Introducing Altair

Vega-Altair, or Altair for short, is a declarative Python library for statistical visualization. It relies on the Vega and Vega-Lite visualization grammars, which describe the visual appearance and interactivity of visualizations in JSON.

Declarative vs. imperative libraries

There are two types of visualization libraries:

  • Imperative libraries focus on how to build a visualization, such as manually specifying the steps to build the visualization (axis, size, legend, and labels). Matplotlib is an example of an imperative library.

  • Declarative libraries focus on what we want to see. We specify the data and type of visualization we want to see. The library will do the manipulations to create the visualization for us automatically. Altair is an example of a declarative library.

The following table shows the differences between imperative and declarative libraries.

Imperative vs. Declarative Libraries

Imperative Library

Declarative Library

Specifies explicit instructions to build the visualization

Describes the output

Only provides the tools, we perform steps manually

Performs everything automatically

Main elements of an Altair chart

Every Altair chart comprises three main elements: the data, the mark, and the encoding.

The Chart object

A Chart object is the entry point element in Altair. Every Altair chart receives as input a single argument, that is, the dataset.

To start creating a chart, import the Altair library and then create the chart.

Press + to interact
import altair as alt
alt.Chart(dataset)

The dataset can be in one of the following formats:

  • pandas DataFrame

  • Data or related object (i.e., UrlData, InlineData, NamedData)

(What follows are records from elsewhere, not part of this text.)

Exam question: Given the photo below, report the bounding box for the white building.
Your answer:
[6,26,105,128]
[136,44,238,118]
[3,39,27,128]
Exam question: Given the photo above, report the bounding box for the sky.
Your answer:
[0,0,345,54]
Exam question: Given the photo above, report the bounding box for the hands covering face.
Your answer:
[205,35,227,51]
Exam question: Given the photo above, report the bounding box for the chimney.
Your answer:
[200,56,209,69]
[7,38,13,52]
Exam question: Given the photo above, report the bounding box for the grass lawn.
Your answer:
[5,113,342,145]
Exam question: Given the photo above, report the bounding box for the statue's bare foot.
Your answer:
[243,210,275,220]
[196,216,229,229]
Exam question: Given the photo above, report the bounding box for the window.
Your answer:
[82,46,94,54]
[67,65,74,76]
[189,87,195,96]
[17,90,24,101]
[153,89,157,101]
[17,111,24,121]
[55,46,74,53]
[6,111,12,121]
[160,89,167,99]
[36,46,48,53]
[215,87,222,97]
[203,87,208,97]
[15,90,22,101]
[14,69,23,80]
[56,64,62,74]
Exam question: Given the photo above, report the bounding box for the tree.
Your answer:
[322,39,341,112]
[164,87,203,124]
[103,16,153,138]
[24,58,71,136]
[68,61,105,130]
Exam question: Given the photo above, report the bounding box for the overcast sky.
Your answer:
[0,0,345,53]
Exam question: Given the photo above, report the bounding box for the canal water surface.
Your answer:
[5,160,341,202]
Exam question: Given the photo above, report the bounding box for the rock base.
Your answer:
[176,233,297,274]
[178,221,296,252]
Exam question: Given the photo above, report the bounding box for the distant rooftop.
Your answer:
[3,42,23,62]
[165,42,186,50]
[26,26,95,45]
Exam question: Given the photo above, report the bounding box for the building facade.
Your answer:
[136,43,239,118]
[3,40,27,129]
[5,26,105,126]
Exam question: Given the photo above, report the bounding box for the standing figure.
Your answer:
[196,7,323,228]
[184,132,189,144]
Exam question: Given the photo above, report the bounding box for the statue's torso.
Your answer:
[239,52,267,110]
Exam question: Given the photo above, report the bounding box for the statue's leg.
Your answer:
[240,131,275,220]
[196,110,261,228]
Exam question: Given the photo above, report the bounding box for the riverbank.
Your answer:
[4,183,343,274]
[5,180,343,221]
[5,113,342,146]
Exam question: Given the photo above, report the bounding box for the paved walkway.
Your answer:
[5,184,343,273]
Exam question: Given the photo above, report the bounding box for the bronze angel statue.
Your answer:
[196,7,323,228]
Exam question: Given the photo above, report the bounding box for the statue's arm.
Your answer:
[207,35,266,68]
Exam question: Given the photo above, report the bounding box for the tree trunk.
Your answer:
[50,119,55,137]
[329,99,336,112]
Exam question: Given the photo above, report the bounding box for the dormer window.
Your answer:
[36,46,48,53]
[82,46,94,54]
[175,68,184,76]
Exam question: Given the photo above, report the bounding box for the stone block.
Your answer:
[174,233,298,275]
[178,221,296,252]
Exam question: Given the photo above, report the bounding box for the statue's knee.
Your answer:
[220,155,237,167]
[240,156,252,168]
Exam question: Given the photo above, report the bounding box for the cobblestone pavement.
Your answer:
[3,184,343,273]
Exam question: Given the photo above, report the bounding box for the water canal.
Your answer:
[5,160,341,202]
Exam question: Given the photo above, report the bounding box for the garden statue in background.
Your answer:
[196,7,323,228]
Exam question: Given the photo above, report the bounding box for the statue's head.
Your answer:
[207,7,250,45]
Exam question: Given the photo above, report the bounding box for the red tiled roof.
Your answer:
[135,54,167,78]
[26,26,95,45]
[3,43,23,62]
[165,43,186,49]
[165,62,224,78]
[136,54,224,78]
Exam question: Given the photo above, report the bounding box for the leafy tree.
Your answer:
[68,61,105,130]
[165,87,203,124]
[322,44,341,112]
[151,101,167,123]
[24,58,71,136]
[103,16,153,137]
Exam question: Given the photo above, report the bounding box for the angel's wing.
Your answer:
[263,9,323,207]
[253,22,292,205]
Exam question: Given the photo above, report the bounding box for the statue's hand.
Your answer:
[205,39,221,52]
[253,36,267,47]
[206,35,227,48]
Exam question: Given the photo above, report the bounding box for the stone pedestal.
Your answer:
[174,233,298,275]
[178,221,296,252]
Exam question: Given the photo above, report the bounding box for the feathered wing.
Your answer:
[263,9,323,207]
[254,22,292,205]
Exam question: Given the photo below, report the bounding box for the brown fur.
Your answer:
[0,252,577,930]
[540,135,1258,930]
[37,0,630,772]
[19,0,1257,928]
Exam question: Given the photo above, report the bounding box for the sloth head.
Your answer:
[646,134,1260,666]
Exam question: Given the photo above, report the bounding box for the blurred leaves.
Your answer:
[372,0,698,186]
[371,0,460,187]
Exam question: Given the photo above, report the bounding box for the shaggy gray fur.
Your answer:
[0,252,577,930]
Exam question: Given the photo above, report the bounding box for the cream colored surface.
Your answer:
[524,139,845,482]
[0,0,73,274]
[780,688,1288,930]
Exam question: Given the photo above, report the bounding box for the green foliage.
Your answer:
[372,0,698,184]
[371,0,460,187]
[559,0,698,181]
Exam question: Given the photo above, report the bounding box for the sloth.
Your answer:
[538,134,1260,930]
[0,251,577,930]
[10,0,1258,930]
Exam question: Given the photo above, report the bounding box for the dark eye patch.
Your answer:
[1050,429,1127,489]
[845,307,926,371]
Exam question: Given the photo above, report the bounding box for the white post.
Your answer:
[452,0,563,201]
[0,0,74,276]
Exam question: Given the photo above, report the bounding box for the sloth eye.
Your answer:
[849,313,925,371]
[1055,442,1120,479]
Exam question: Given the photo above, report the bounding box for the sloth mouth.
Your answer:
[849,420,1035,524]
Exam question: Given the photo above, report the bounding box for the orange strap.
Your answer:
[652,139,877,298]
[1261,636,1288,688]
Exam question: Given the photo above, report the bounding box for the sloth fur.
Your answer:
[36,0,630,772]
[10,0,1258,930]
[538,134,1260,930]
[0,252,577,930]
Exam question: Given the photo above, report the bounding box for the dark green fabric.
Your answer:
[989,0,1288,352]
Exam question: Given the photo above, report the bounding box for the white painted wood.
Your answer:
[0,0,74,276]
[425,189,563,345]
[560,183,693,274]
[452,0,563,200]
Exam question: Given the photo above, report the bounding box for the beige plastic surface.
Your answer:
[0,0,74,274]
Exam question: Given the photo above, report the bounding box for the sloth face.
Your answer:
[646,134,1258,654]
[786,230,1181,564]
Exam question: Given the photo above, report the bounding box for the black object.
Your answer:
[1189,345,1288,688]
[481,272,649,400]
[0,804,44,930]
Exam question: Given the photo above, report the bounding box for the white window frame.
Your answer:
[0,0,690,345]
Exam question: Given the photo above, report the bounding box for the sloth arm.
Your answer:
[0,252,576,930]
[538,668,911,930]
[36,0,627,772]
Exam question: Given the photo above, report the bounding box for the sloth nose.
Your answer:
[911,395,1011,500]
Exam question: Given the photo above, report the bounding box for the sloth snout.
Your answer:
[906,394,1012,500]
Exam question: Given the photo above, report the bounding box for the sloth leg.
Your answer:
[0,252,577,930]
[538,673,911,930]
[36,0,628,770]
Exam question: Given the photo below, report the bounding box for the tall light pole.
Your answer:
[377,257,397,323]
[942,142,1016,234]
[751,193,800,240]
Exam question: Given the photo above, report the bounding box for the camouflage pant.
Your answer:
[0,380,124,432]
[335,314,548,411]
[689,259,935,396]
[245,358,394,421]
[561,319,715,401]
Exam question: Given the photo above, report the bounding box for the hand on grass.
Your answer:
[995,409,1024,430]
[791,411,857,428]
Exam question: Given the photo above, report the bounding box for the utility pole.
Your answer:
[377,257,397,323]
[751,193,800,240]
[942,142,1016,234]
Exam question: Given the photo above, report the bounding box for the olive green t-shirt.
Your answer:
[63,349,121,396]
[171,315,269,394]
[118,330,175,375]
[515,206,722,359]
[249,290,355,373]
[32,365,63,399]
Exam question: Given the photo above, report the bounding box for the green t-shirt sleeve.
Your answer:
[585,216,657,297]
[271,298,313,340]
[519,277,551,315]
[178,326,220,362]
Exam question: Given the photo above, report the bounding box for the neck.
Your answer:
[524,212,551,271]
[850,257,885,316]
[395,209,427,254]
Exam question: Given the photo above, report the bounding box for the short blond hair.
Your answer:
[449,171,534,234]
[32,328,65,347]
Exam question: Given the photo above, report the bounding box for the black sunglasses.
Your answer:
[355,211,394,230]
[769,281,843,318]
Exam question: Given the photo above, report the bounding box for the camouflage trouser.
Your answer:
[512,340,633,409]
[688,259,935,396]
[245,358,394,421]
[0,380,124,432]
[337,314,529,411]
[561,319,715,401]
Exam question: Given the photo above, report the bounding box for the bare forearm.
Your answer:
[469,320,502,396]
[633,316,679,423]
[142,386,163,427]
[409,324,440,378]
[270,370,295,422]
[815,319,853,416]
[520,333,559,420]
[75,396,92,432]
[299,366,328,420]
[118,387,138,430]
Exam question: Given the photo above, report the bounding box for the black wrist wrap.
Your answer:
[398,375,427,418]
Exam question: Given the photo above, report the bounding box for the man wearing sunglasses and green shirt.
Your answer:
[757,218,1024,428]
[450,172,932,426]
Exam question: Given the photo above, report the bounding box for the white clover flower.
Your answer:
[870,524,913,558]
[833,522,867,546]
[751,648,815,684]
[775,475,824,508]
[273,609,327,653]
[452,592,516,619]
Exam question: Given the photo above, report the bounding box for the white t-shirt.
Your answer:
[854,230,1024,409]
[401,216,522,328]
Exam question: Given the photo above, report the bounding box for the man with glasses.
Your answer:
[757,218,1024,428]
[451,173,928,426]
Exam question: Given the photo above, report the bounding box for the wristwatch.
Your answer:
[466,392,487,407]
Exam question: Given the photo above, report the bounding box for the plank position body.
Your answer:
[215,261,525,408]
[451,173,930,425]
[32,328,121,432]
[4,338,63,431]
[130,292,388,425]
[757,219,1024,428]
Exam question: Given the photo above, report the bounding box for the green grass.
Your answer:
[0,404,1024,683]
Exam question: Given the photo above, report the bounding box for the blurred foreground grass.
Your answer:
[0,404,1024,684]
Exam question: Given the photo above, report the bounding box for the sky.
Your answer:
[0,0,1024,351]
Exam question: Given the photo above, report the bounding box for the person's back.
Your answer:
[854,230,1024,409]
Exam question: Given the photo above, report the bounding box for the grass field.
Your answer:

  • URL pointing to a JSON or CSV file

  • Object supporting the geo_interface (e.g., GeoPandas, GeoDataFrame, and so on)

The mark property

A mark is a Chart property that defines how to represent data. Examples of marks include bar charts, line charts, area charts, and many more. To specify a mark, append it to the Altair Chart.

Press + to interact
import altair as alt
alt.Chart(dataset).mark_bar()

The example tells Altair to draw a bar chart. In general, the name of each mark is mark_<type_of_graph>(). The following table shows the most famous mark charts in Altair:

Common Marks in Altair

Name

Description

mark_bar()

A bar chart

mark_line()

A line chart

mark_point()

A scatter plot with configurable point shapes

mark_circle()

A scatter plot with filled circles

Encodings

Encodings specify where to represent data, including its position, size, color, and more. To define an encoding, we append the encode() property to the Chart.

Press + to interact
import altair as alt
alt.Chart(dataset).mark_bar().encode()

Example

Consider the Christmas trees dataset.

Christmas Tree Dataset

Year

RealTree

FakeTree

2004

27100000

9000000

...

...

...

2016

27400000

18600000

We load it as a pandas DataFrame and then draw a simple line chart in altair of the RealTree column versus the Year column.

Press + to interact
import altair as alt
import pandas as pd
import os
df = pd.read_csv('/data/christmas_trees.csv')
chart = alt.Chart(df).mark_line().encode(
x = 'Year:O', # O for ordinal data
y = 'RealTree:Q' # Q for quantitative data
)
chart.save('chart.html')
os.system('cat chart.html')

The example uses the mark_line() property to draw a line and specifies the x and y axes in the encode() property. For each column, we must also select the type (O for Year and Q for RealTree). We use the last two statements of the code to render the chart.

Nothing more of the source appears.